When Kendall County, Illinois set out to bring fiber and fixed wireless broadband to more than 10,000 unserved and underserved addresses across its rural communities, it faced the challenge every rural broadband builder knows well: the gap between what grants can fund and what infrastructure actually costs. The answer wasn’t a new subsidy program — it was a century-old IRS ruling.
When the Port of Lewiston needed to make a choice of serving their community with existing dark fiber, or letting that investment be overbuilt, neither grants nor BEAD were available to help form that decision. The Port enlisted Pivot to develop a 15,000 service location network without risk to balance sheet or any new taxation.
In March 2025, Fox Fiber, NFP closed its Series 2025A Project Revenue Bonds under IRS Revenue Ruling 63-20, making Kendall County one of a small but growing number of communities to successfully pair a 63-20 public instrumentality with state broadband grant funding to finance a full-scale hybrid fiber/fixed wireless network. The transaction closed with Kendall County Board authorization, a competitively procured construction and program management team, and a governance structure designed to transfer the network to full county ownership upon bond retirement — with no taxpayer risk along the way.
A similar structure is underway in Lewiston, Idaho.  Vastly different from the Kendall County process, but the end result will be the same; a community owned network built with no risk or liability to the Port, the City or the taxpayers.  Also, a hybrid network, but with new bells and whistles that increase lower income participation while creating a strong business/resi eco-system, as well as a dual play program for revenue diversification.

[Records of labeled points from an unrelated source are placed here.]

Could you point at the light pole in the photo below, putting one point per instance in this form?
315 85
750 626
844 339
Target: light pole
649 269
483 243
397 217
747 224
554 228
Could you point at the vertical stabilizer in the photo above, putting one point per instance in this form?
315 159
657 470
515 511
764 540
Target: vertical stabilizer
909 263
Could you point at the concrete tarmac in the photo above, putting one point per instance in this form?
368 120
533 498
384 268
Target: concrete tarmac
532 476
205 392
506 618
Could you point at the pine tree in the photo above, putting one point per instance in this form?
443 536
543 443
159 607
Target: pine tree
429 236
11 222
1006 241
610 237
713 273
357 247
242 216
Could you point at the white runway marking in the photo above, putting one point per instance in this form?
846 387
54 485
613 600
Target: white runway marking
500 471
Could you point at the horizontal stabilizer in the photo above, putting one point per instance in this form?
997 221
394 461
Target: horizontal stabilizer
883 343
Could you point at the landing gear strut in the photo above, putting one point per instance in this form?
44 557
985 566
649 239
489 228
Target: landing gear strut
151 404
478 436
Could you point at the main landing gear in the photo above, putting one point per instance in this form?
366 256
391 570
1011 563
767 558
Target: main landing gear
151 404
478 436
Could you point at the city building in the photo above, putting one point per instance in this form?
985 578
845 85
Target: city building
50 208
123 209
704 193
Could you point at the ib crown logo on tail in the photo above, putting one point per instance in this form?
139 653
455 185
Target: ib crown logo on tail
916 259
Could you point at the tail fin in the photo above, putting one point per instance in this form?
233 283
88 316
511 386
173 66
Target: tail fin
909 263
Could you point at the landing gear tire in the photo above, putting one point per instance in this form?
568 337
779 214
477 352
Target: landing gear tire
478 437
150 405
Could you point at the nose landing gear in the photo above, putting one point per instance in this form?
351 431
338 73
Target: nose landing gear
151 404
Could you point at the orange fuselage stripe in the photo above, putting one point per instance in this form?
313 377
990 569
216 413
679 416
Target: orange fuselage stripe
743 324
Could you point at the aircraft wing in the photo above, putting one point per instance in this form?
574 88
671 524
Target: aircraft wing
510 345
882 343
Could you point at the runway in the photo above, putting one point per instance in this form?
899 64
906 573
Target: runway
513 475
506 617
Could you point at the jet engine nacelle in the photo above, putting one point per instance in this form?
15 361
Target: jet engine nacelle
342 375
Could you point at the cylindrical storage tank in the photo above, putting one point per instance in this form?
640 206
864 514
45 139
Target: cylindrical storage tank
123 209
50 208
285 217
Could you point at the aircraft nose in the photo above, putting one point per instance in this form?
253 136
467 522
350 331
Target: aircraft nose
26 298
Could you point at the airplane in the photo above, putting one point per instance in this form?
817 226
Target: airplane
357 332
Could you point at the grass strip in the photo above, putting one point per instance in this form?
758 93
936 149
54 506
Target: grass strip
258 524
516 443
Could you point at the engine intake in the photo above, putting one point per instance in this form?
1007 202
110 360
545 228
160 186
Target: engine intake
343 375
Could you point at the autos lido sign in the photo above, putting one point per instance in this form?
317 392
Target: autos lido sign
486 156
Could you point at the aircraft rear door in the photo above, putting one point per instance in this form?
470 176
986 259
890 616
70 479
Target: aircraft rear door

This session will walk through how the deal was structured, what it means for network builders, and why the 63-20 model deserves a closer look from communities and developers across the Mountain West and beyond. Attendees will leave with a practical understanding of:
  • How a 63-20 nonprofit instrumentality works and why it qualifies for tax-exempt bond financing
  • How to stack grant dollars alongside bond proceeds to close the capital gap
  • What competitive procurement, governance, and operational obligations come with the structure — and how to satisfy them
  • Why this model can be a genuine alternative to municipal ownership or private carrier deployment in underserved markets
  • The risks, tradeoffs, and open questions builders and communities should evaluate before pursuing it
Whether you’re a county official looking for a path to ownership, an ISP exploring new deployment models, or a builder trying to understand how the capital gets assembled — this session will show you how it was done, what worked, and what we’d do differently.